After trudging through Norwich in a rather desperate attempt to find something interesting, fairly unique and really representative of America, I ended up in a rather small and cramped ‘Old English’ sweet shop. What caught my eye; however, were the obvious American brands I found in the form of the rather innocent fizzy ‘Coca Cola’ and one which is on the other end of the drinking spectrum; an alcoholic beverage rather fondly referred to as ‘JD’. When added together ‘JD and coke’ create a rather tasty concoction, so I found these two, both mixed together and on their own, to be something uniquely representative of America.
However, I also think these two images represent something which is also historically distinctive of America with Coca Cola itself being an iconic, world-known brand.
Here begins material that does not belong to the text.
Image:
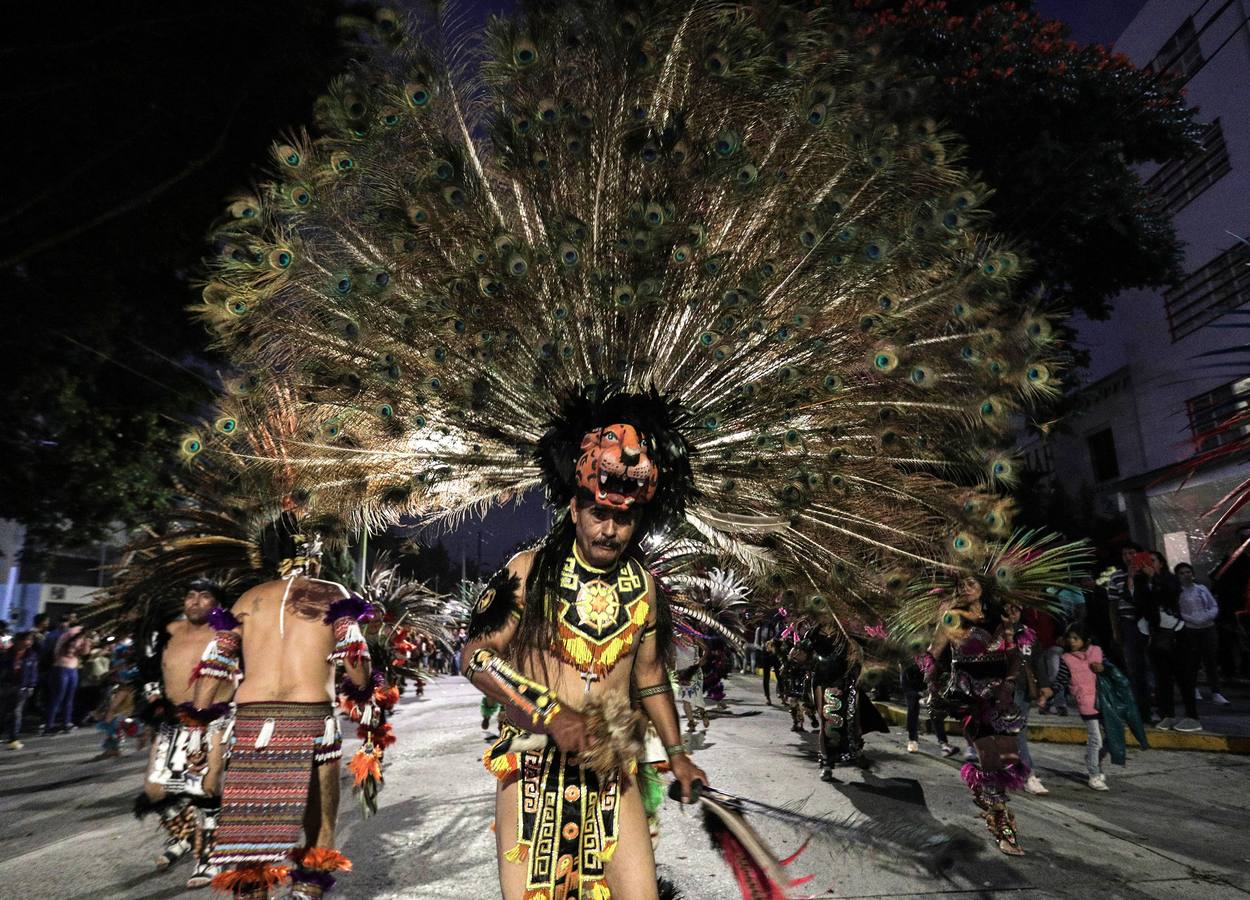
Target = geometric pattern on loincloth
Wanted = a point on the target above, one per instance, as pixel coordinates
(568, 823)
(268, 786)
I know, for example, that every Christmas time it’s not considered the latter until the well-known Coca Cola Truck advert has been witnessed on the television. For some reason this overly festive advert causes havoc and extreme excitement among us Brits as then it’s a matter of simply counting down the days. For me, this tradition confirms the American myth of the ‘Christmas holidays’ and has done for as long as I can remember.
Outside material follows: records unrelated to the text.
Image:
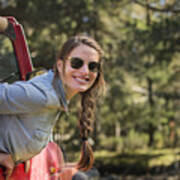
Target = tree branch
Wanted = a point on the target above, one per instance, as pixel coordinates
(165, 10)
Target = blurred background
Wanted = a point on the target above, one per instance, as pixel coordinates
(137, 124)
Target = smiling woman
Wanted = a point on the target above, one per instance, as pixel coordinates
(80, 67)
(29, 110)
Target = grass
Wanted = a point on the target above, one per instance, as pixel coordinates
(137, 162)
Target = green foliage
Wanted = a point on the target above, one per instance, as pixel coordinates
(141, 64)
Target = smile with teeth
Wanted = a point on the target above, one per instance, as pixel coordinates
(81, 79)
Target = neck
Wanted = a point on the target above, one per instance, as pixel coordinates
(70, 93)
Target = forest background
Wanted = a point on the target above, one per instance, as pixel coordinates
(137, 122)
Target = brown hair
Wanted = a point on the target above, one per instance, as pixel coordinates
(88, 97)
Similarly through the median of television adverts, there is something about Jack Daniel’s ‘Label Story’: Old No. 7 which has an aura about it.
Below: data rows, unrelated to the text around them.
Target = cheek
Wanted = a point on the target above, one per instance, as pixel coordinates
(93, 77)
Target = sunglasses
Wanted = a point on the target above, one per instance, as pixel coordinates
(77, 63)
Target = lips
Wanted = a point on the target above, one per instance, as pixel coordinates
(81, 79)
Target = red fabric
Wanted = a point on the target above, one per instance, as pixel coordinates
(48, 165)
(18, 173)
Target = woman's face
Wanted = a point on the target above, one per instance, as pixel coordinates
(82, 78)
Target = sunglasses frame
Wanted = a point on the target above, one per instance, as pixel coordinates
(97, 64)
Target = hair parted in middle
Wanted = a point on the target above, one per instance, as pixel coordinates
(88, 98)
The dulcet, husky tones of the narrator and the tale of Jack Daniel this clip displays something so American that for some reason unknown to me it makes me smile every time I see it, whether in the cinema or at home. Clearly JD’s story has something mythical about, due to the format of this advert which asks the question about the magic ‘Number 7’, and it’s something I’d perhaps like to spend more time reading and researching about.